After spending some time away from Nashville and outside of his comfort zone, Justin Townes Earle is set to release his seventh album, Kids In The Street, on May 26th. It’s well-worn Americana with a modern edge and the occasional splash of vibraphone. Currently on tour with The Sadies, Earle took time to talk with us about Omaha, musical influences and the future of the genre.
mxdwn: Thank you for taking time to talk with me today, I know you’re on tour and you’re very busy. How has it been touring with the Sadies?
Justin Townes Earle: The tour’s been great so far. The Sadies and I have been discussing working together for a long time and, now that it’s able to come together, I couldn’t be happier with it.
mxdwn: Americana’s certainly more popular than it was ten years ago. In your opinion, is it possible for popularity and authenticity to coexist?
JTE: Yeah, it is. It just has to do with the more cooks you get in the kitchen, basically — the more diluted it’s gonna be, the more “oh, well I have an extra-special idea for an ingredient” kinda of stuff. Nobody’s done anything to make it more potent because, for everything good that’s added to it, there are fifty things that are watered down — just because you’ve got a banjo doesn’t make you Americana.
mxdwn: “Champagne Corolla,” the opening track, I find really fascinating. So much of Americana is concerned with a bygone lifestyle and this track is starkly modern in comparison. Lyrically, are you moving in a more modern direction?
JTE: Absolutely. I was taught very early by my father [country music legend Steve Earle] and a couple other songwriters to write about what you know and what you can get your hands on. I’ve got news for all these 20-somethings writing about girls in ’57 Chevys that they’ve never seen: it shows [Laughs].

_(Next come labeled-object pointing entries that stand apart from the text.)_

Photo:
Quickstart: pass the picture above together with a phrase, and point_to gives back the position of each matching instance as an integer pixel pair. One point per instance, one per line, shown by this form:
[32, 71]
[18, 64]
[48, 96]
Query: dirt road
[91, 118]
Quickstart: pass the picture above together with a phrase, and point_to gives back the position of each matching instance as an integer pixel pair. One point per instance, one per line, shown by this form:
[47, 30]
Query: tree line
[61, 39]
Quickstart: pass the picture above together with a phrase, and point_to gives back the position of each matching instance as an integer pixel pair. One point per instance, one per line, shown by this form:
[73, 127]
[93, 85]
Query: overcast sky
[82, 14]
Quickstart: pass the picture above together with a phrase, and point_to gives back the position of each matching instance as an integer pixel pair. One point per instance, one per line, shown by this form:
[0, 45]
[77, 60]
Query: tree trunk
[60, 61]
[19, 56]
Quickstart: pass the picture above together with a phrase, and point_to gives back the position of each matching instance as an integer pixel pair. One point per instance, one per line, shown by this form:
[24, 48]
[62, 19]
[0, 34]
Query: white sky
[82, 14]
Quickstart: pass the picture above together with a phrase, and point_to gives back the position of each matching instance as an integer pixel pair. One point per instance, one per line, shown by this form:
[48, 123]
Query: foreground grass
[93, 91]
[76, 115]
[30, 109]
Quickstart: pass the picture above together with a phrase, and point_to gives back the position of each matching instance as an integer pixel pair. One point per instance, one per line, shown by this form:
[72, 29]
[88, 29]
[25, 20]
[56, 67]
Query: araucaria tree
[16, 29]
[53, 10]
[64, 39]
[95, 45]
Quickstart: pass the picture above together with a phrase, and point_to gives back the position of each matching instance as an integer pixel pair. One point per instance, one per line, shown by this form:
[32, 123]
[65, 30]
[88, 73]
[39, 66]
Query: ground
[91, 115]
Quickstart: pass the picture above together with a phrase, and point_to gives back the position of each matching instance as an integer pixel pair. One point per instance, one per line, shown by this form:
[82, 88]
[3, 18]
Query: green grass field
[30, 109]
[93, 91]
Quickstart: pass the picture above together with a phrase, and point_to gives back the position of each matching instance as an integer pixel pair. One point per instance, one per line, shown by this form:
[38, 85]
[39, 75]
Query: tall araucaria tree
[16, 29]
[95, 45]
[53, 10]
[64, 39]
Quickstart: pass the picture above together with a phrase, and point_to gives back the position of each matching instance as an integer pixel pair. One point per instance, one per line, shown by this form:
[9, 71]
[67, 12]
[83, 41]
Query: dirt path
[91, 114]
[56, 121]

mxdwn: They can’t relate to it.
JTE: Yeah, exactly. And that’s the thing. When I did Harlem River Blues, I started working for the MTA and wrote a song about a guy who works in a subway train. I just tried to make those experiences a little more modern to where they make sense to me and to the people around, because I, personally — I took a job one summer picking tobacco, but I never plowed a field. I worked tobacco for about a week and I said, “Fuck this,” and I went back to selling drugs [laughs]. I think everyone is always looking — whether they know it or not — for something that represents them and their place in time. I guess in some way that’s what I’m trying to do. I want to be like Woody Guthrie. When he wrote “Let’s Go Riding in My Car,” cars were a fairly modern thing. Not everyone owned a car back in those days so there was something very exciting about it. You just want to make sure you keep it exciting and current.
mxdwn: I was excited to see “Graceland” as a bonus track. Did that album, Graceland, influence Kids in the Street in any way?
JTE: Absolutely. When you break that song down, it reads like Mississippi John Hurt to me. When you take all the instrumentation out, it kind of sounds like this acoustic blues thing. And that song is so great; it makes sense now more than it ever has. It just has this feeling of uncontrollable change and compulsion. We don’t know why we’re doing things, but we have to do them sometimes.
mxdwn: For this album you worked with Mike Mogis. Was that your idea or someone else’s?
JTE: The record label wanted me to think about working with a producer. They brought me a list of probably 20 producers to look at. Mogis was one of the last ones that was actually brought to me and the one that made the most sense to me because he made Jenny Lewis’s Rabbit Fur Coat. It sounds incredible. His sensibility when it comes to recording instruments and his sensibility as a musician completely makes sense to me. I had to be convinced of the idea of using a producer, period.
mxdwn: Right, because you haven’t on your previous albums.
JTE: No, I mean, I’ve had a room full of friends. Getting outside of that comfort zone was definitely something I felt was gonna be very important at this point in my career. It was time to get outside of Nashville.
mxdwn: What was your favorite thing about recording in Omaha?
JTE: I was able to concentrate on the record the whole time. Recording in Nashville, we’d get done and I’d go hang out with the guys afterwards and we’d end up somewhere doing something — in Nashville, there were all these people stopping by the studio, things like that. In Omaha it was quiet. Mike has this nice little isolated studio with a band house connected to it. I don’t think I left the property. I was there for two weeks, I don’t think I left it more than once. I went to a drugstore once and a Jason’s Deli. It was just sitting and working on the songs. I didn’t go out with the guys for a drink at the end of the night because I wanted to hear what the mix was going to be an hour after we were done, because Mike didn’t go out — Mike’s an all-night kind of guy.
mxdwn: Do you have anything on the horizon for an upcoming project?
JTE: Yeah, well, doing this tour with The Sadies has got me thinking about writing a record specifically for this project. My mind’s kind of leaning towards writing a real serious honkey-tonk record — show all these so-called carpet-bagging country singers what it’s all about [laughs].